To shrug off their recent past and, ultimately, become the sort of team that can win a playoff game for the first time in 22 seasons, defying Denver’s dominance of them may not be a prerequisite .

But it sure would help redefine the narrative, wouldn’t it?

That was where this seemed headed from the get-go on a promising opening series that instead fizzled.

The Chiefs opening drive ultimately synthesized this whole buildup/letdown scenario and, in fact, determined the outcome.

The Chiefs snuffed out the Broncos first drive and bolted from their own 21 to the Denver 2 on six plays — albeit with a boost from two of Denver’s four first-half unnecessary roughness penalties.

Three of those six plays, incidentally, were Charles runs of 6, 7 and 13 yards.

Three points virtually was assured, and seven seemed inevitable after the breezy way they’d gotten there.

Then, as if he just couldn’t bear the prosperity, coach Andy Reid outsmarted himself. Or something like that.

On first and goal at the 2, Reid dialed up a play that had Smith throwing to Charles squatting in the right flat for a three-yard loss.

Maybe a block was missed, but the play had zero chance from the start.

On second down, Reid had Smith throw almost laterally to Maclin as he ran directly toward the left sideline.

It fell incomplete, but, like the play before to Charles, there was scant chance of Maclin getting to turn upfield if he had caught it.

On the next play, Smith lobbed to Charles looping out of the backfield, a play reminiscent of one that had been a big gainer in the middle of the field last week at Houston.

In this spot on the field, though, there wasn’t much wiggle room for Charles after the catch, and he fumbled as he struggled to make something of it that wasn’t there.

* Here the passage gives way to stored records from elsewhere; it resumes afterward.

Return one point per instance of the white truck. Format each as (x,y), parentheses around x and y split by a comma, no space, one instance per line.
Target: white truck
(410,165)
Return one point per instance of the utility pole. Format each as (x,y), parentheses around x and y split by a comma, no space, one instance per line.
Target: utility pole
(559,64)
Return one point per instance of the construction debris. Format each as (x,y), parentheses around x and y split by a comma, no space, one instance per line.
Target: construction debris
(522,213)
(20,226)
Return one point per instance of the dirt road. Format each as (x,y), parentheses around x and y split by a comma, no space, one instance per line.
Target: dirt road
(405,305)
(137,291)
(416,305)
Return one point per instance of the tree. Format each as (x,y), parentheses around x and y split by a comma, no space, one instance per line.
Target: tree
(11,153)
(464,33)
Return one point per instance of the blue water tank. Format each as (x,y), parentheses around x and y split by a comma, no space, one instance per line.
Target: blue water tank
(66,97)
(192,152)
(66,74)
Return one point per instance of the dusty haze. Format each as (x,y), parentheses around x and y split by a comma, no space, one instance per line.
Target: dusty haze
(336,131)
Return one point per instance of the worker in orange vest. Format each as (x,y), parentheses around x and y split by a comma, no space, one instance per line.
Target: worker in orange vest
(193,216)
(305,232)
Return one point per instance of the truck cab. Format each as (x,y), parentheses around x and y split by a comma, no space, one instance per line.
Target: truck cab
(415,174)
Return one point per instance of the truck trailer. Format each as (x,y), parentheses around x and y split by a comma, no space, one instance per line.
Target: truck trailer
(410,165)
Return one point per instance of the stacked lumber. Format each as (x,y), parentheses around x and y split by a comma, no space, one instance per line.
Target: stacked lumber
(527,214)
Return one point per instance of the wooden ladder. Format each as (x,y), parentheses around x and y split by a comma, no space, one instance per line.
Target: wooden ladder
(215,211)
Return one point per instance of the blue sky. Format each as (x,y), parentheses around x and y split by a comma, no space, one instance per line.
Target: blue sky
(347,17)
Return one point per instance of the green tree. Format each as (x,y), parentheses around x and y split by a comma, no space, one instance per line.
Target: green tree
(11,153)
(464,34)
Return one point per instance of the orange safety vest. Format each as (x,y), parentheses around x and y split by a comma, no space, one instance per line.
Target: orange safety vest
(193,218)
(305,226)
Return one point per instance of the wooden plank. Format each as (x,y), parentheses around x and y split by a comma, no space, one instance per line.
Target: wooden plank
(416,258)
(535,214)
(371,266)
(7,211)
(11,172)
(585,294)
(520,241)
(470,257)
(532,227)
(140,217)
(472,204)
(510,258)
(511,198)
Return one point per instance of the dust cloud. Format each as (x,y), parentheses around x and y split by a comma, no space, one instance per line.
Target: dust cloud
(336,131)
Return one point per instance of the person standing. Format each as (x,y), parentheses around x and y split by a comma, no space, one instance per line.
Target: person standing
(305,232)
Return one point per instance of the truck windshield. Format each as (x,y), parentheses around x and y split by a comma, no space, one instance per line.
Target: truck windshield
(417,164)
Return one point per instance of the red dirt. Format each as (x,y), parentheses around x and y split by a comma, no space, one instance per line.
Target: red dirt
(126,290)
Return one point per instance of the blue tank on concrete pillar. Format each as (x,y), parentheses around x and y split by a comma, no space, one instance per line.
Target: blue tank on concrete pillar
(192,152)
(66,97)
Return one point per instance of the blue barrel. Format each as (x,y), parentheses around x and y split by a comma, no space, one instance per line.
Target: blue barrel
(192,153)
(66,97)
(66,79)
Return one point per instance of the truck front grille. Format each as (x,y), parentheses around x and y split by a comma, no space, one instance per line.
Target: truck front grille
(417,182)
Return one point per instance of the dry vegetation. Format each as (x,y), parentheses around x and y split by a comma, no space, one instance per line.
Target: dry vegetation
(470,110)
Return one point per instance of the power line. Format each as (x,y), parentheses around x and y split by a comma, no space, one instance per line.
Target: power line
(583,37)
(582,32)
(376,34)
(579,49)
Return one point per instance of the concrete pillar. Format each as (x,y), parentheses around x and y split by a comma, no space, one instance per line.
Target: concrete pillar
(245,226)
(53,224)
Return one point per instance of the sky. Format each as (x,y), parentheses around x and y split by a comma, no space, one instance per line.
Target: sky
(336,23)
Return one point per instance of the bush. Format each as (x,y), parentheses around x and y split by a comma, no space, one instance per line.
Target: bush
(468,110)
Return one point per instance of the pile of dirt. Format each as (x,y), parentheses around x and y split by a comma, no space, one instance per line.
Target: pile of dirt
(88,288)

“In hindsight, you look back, and I think Coach (Reid) would be the first one to tell you (he wished he) would have done anything different to try to get us in,” Smith said.

He added, “That’s not the way you want to start.”

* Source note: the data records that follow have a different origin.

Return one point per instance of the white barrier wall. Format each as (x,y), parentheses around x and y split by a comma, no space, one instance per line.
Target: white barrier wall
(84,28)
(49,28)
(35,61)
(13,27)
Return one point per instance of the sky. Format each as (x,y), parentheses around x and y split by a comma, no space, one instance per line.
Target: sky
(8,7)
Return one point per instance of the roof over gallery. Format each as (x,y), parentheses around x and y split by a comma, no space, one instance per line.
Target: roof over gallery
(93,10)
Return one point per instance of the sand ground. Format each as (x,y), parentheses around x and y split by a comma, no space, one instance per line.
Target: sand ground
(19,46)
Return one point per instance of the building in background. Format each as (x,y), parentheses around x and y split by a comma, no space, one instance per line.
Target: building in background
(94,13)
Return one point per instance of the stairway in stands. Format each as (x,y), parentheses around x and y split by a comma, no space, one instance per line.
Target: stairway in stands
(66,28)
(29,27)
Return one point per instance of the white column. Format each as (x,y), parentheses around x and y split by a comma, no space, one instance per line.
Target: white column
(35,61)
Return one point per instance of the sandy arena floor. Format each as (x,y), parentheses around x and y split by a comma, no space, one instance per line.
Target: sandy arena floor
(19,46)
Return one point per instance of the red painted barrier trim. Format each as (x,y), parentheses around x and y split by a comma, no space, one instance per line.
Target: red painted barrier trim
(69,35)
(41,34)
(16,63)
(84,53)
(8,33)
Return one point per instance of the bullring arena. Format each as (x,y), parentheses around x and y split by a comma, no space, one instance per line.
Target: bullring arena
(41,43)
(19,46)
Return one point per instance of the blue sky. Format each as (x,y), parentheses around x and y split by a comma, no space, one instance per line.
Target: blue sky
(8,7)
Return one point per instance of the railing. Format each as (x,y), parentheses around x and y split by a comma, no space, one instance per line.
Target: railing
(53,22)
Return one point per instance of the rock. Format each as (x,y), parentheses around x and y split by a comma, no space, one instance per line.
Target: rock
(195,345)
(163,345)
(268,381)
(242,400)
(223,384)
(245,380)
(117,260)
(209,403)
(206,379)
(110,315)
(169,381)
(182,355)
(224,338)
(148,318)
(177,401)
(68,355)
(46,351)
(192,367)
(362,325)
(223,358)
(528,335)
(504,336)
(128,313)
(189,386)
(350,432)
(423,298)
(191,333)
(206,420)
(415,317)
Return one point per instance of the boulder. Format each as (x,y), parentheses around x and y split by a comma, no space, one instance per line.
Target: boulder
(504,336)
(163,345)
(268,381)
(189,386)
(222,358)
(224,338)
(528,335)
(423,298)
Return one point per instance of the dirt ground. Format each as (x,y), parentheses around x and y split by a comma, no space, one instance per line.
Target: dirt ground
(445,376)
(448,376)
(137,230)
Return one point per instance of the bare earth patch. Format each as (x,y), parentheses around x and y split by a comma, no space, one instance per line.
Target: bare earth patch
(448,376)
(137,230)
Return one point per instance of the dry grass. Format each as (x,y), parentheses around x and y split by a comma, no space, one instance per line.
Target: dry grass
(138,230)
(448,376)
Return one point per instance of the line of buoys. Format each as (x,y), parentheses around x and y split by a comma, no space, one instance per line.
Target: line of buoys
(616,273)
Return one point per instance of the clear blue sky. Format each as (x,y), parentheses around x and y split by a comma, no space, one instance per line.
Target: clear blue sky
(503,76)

It was a deflating sequence, but not a debilitating one.

DeVito sacked Manning on Denver’s next play to stem any momentum, and, as it happened, the Chiefs seized a 14-0 lead on a 34-yard run by Charles and Marcus Peters’ 55-yard interception return.

That, though, wasn’t enough to knock out the Broncos and Manning, who may not have the same arm strength but still has the savvy and heart of a champion.

By halftime, it was tied 14-14 on Manning’s two touchdown passes around a Smith interception.

You knew then that there was no layup to be had — and that the perfect script could just as easily be shredded as fulfilled.

It didn’t even seem safe for the Chiefs when Knile Davis’ 8-yard run gave them a 24-17 lead with 2:27 left.

And it wasn’t: The Broncos tied it on Manning’s 19-yard pass to Emmanuel Sanders with 36 seconds left.

Nine seconds later, the Broncos took the lead … and yanked out the hearts and minds of Chiefs fans in the process.

It doesn’t mean the season is lost, of course, any more than it would have meant the season was won if they’d come through.

“In the end, it’s another game,” Smith said. “It’s one of 16 that we get, and in the end we’ve got everything we want in front of us.”

After a night they can’t put behind them soon enough, a night that was primed to be remembered instead of forgotten.